Wednesday, December 17, 2014
Ryoko Akama/Bruno Duplant/Dominic Lash - next to nothing (Another Timbre)
The latest in an ongoing series of long-distance collaborations involving Duplant. I still find myself going back and forth on the idea but, at the very least, Duplant (percussion, tone generator) chooses some fine musicians with whom to interact over horizon, here Ryoko Akama (VCS3 and Dom Lash (double bass, clarinet, laptop, percussion. I say, "Duplant" as I get the sense that the instigation of the project was his but the disc contains four pieces, one each by he and Lash and two (or two variations of one) by Akama.
Duplant's "a field, next to nothing", while presumably knowingly playing on the English translation of the Ferrari work, has nothing to do with field recordings (though there is a bit of knocking about in the middle distance on occasion) but rather is a text score that, from the result, seems to strongly urge held tones of given durations as the tones generated by the performers roughly (not precisely) overlap with 8-10 second pauses in between. It was written with the trio of Antoine Beuger, Jürg Frey and Radu Malfatti in mind, so its Wandelweiser-esque nature is no surprise but the tones chosen are extremely warm and inviting, sliding around each other gently, caressing, the pitch shifts often subtle but sometimes, as at about the 20 minute mark and again just before the piece's conclusion, distinct enough as to acquire some drama. A lovely piece, well realized, no complaints on non-physical presence from me.
Akama offers "grade two" and "grade two extended". Three disparate sounds quickly emerge: a pure electronic tone, a struck bell or other metal, quickly damped and a plucked bass. This relatively granular (large grains, though) approach contrasts well with the preceding work in one manner but also carries forward a similar overall feel, one of sustained, serene contemplation. There's an odd conversational, even questioning aspect to it, almost like people speaking three different languages but amiably, relaxedly, attempting to communicate. Despite the titular similarity, Akama's second piece sounds nothing like the first, the elements consisting of static, a fluctuating tone and deep, bowed bass and being more contiguous to each other, wavering but never ceasing. The cross section of textures is appealing, but I somehow wanted to hear more shape in the work's structure.

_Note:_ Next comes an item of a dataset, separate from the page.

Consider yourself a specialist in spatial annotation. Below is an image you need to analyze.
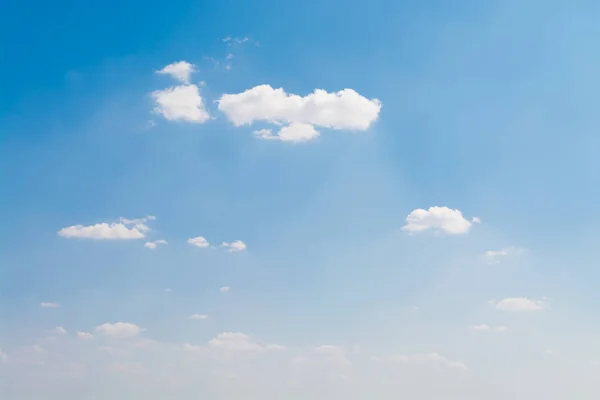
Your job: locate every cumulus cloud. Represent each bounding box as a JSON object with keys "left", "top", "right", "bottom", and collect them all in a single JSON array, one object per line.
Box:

Lash confronts the reality of the situation by titling his contribution, "three players, not together". Though it begins in an area similar to Akama's "grade two" it quickly shifts direction and ends up standing somewhat apart form the other music; it's also my favorite track. A rough set of clicks intrudes, slows down, stops. Underlying billows of troubling electronics weave through high, almost brittle scrims, halt, pick up. A chime sounds in the darkness, an organ-y chord emerges. It's almost cinematic, with an edge of the surreal and random, very dark and oily. It's strong and uncomfortable. The other pieces are fine but this was needed as a tonic, a different take on long-distance cooperation, perhaps and an impressive job.